Il déboule au Festival d’Avignon avec une énergie à revendre pour y présenter sa première pièce, montée par l’un des plus talentueux metteurs en scène, Alain Sachs. Félix Radu est un jeune artiste belge qui écrit et interprète ses textes, et sa pièce « Rose et Massimo », déjà éditée, est déjà reprise au Petit Montparnasse en septembre. Disons-le d’emblée : cette histoire d’amour interprétée de manière extravagante, écrite dans une langue que ne renierait ni Musset, ni Molière, ni Rostand, ses aînés en littérature, nous cueille dès le début. Parce que dans cette histoire d’amour entre un garçon bohème, Massimo, et une princesse, Rose, il y a tout ce qui fait le sel de la vie, du théâtre et de la littérature : une romance rocambolesque comme les Fourberies de Scapin, une amitié masculine romantique à souhait, un absolu sentimental qui se nourrit de mots, comme Cyrano s’enivre d’alexandrins. Et surtout un texte qui revendique ouvertement et sans prétention ses références classiques ! Mais rassurez-vous, la pièce n’est pas en alexandrins, elle est jouée tambour battant par un quatuor de jeunes acteurs palpitants d’énergie : Lou Noérie, Hugo Lebreton, Lionel Nocentini et l’auteur lui-même. Les décors légers, paravents brodés dans le style champêtre, permettent aux comédiens acrobates de bondir avec la ferveur de jeunes premiers. On rit, on découvre éberlués les intrigues fomentées à la manière d’Alexandre Dumas pour faire obstacle au bonheur évident de nos deux tourtereaux qui rayonnent d’amour et de plaisir de jouer. Les jeunes en redemandent, preuve, si besoin était de le rappeler, que la passion du théâtre, des mots et de la littérature passe souvent par un intense plaisir d’acteurs et de liberté scénique.

Théâtre du Girasole, 15h45

Chaplin, 1939 : une reprise formidable

©Laurent Sabathé

L’auteur et metteur en scène Cliff Paillé et le comédien Romain Arnaud-Kneisky reviennent à Avignon cette année avec une création formidable qui met en scène Charlie Chaplin, son frère Sydney et son épouse l’actrice de cinéma Colette Godart en 1939, alors que Chaplin envisage les prémices du film Le Dictateur. Ce sera son plus grand succès commercial. Mais pour l’instant, Chaplin s’amuse avec des boulettes de papier, griffonne des dessins, tape à la machine en pensant à celui qui lui a volé sa fameuse moustache, Adolf Hitler, né à quatre jours d’intervalle du génial comédien. Les rumeurs de guerre font gronder l’armée allemande qui envahira la Pologne au mois de septembre, lors du début du tournage du film.

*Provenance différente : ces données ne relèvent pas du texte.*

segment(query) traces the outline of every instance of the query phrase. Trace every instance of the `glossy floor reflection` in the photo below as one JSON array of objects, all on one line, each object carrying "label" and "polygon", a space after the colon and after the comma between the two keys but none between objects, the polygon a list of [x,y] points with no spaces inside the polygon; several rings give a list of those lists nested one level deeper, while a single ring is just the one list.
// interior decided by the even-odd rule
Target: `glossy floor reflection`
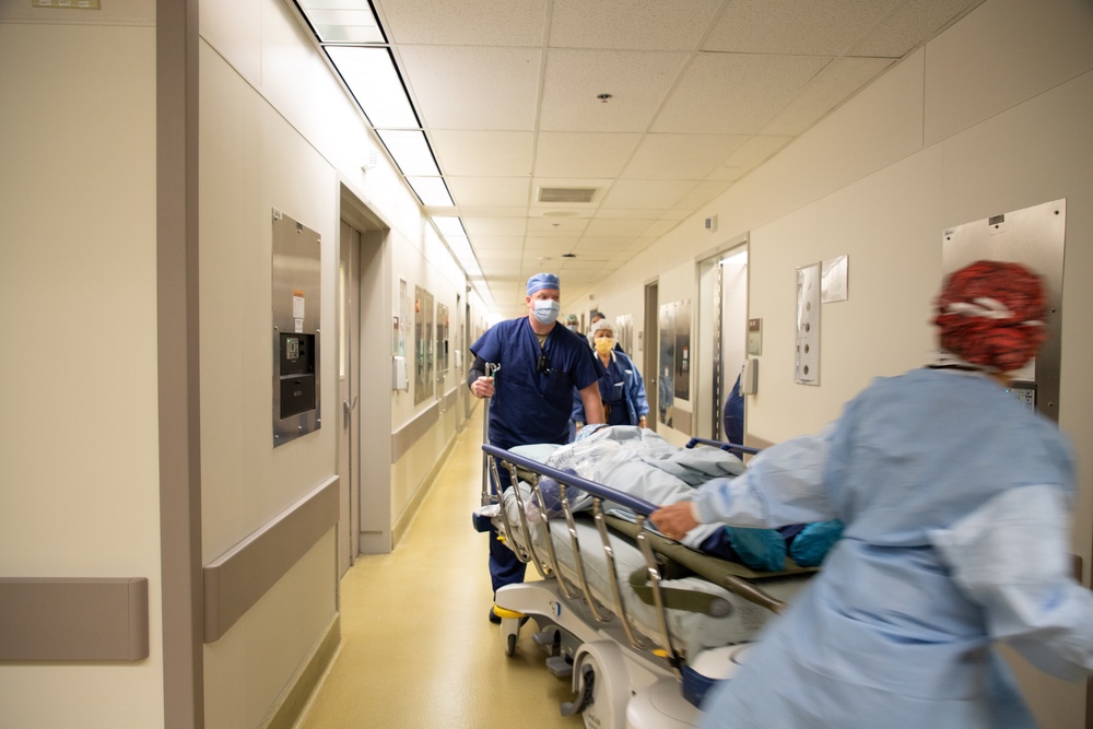
[{"label": "glossy floor reflection", "polygon": [[298,729],[584,726],[561,715],[569,682],[546,670],[531,631],[508,658],[486,619],[486,536],[471,527],[481,445],[479,405],[395,551],[345,574],[341,649]]}]

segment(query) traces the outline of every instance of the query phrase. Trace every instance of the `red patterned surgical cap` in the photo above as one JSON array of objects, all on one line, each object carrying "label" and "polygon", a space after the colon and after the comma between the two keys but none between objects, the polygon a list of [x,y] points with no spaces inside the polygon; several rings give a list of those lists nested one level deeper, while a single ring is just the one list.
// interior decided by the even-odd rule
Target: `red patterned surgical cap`
[{"label": "red patterned surgical cap", "polygon": [[1047,338],[1044,286],[1019,263],[965,266],[945,279],[937,303],[941,348],[974,365],[1020,369]]}]

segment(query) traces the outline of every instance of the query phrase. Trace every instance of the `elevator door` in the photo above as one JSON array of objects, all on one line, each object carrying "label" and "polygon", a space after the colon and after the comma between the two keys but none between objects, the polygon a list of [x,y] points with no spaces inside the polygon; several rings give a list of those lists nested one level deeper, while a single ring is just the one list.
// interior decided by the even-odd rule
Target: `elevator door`
[{"label": "elevator door", "polygon": [[361,381],[361,233],[342,221],[338,256],[338,571],[356,561],[360,532],[357,502],[361,493],[361,438],[359,387]]}]

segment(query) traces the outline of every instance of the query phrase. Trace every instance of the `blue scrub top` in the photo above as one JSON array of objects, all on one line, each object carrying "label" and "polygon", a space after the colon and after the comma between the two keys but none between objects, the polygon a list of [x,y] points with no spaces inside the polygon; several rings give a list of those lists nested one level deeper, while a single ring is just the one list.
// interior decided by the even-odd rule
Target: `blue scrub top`
[{"label": "blue scrub top", "polygon": [[[602,363],[599,356],[596,357]],[[645,397],[645,383],[633,360],[615,352],[607,371],[600,377],[600,399],[611,405],[608,425],[637,425],[643,415],[649,413],[649,401]],[[585,422],[585,404],[577,392],[573,393],[573,420]]]},{"label": "blue scrub top", "polygon": [[588,342],[565,327],[555,325],[540,348],[528,317],[495,324],[471,352],[501,365],[490,401],[490,443],[501,448],[564,444],[573,388],[584,389],[603,374]]}]

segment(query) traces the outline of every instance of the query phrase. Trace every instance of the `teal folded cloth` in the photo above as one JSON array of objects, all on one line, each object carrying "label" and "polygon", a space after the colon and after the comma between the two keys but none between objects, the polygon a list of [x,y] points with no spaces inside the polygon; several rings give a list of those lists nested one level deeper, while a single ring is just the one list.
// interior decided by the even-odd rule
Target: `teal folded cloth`
[{"label": "teal folded cloth", "polygon": [[843,537],[838,519],[815,521],[797,534],[789,545],[789,557],[801,567],[819,567],[827,552]]},{"label": "teal folded cloth", "polygon": [[778,572],[786,567],[786,540],[774,529],[726,527],[729,544],[740,561],[756,572]]}]

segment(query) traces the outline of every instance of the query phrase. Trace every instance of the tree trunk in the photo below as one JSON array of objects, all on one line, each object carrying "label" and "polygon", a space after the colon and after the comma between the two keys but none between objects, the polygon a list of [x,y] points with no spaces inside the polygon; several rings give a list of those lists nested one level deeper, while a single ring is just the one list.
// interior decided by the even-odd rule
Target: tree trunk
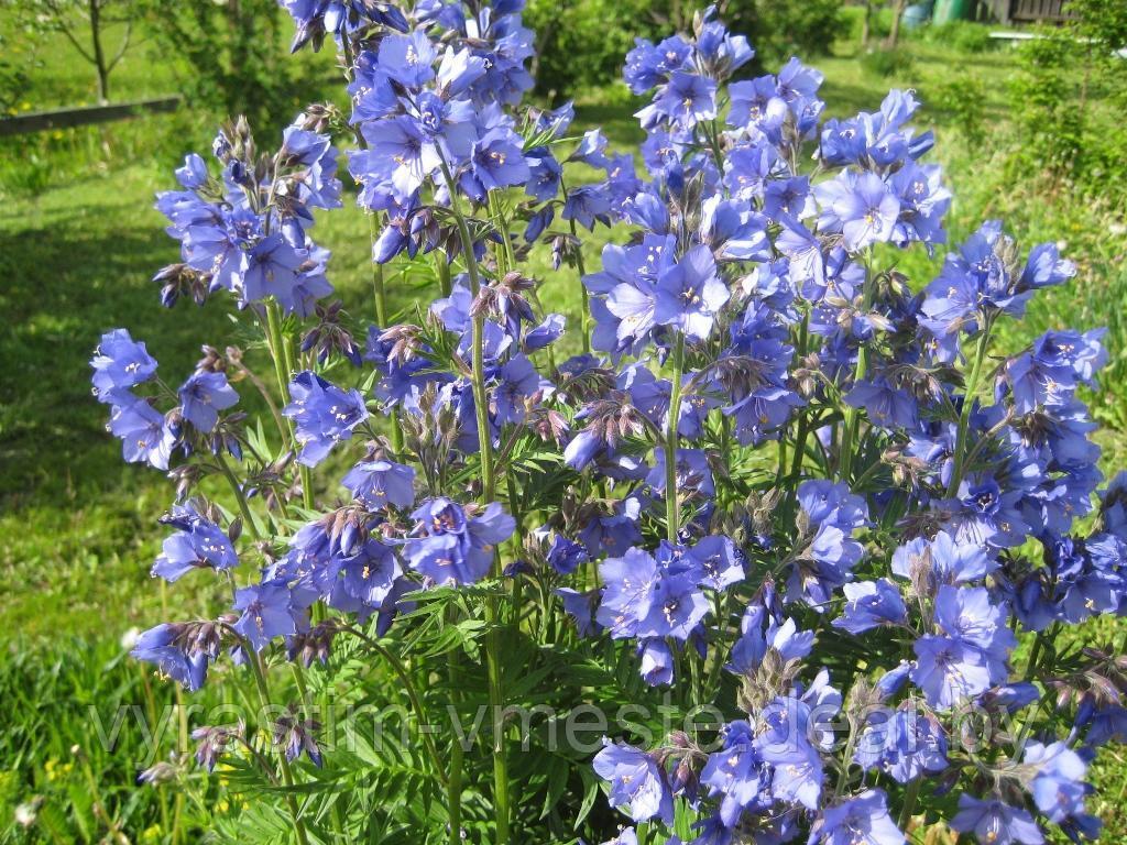
[{"label": "tree trunk", "polygon": [[94,45],[94,66],[98,71],[98,100],[109,103],[109,68],[101,47],[101,0],[89,0],[90,41]]},{"label": "tree trunk", "polygon": [[885,47],[888,50],[895,50],[896,43],[900,38],[900,18],[904,16],[904,2],[905,0],[894,0],[893,2],[893,28],[888,32],[888,41],[885,42]]}]

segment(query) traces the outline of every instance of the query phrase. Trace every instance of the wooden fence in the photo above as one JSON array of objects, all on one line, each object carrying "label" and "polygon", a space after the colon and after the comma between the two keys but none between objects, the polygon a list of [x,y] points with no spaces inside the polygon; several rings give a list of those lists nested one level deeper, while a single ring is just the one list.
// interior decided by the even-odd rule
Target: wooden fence
[{"label": "wooden fence", "polygon": [[979,0],[979,14],[1002,24],[1059,23],[1072,17],[1066,0]]},{"label": "wooden fence", "polygon": [[160,97],[158,99],[117,103],[110,106],[85,106],[82,108],[60,108],[53,112],[30,112],[26,115],[0,118],[0,135],[23,135],[27,132],[63,130],[86,126],[91,123],[127,121],[144,114],[175,112],[183,97]]}]

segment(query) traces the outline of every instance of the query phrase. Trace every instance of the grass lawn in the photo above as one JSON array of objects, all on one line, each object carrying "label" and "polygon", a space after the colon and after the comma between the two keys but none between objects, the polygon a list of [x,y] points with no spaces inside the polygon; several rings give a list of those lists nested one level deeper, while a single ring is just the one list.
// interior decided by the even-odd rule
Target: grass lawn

Mais Chaplin, artiste visionnaire, créateur engagé, entend les discours du führer nazi dans ses injonctions hallucinées, lit la presse et se lance, au grand dam de son frangin Sydney, dans un projet en forme de défi démesuré : se payer la tête de Hitler en dénonçant, dans une fable au grotesque politique qui met en scène un petit barbier juif amnésique et le dictateur, tous deux joués par Chaplin, le danger imminent que court l’Europe. Romain Arnaud-Kreisky est époustouflant de justesse dans sa composition de Chaplin, grand enfant impatient bouillonnant d’idées, se jouant d’un frère protecteur et raisonnable -parfait Alexandre Cattez- et d’une épouse envahissante, incarnée par la subtile Swan Starosta. Les dialogues sont percutants, riches, nous plongeant dans cette tranche de vie d’un grand artiste au courage exemplaire, qui contribua à mobiliser les Américains dans leur soutien aux démocraties européennes.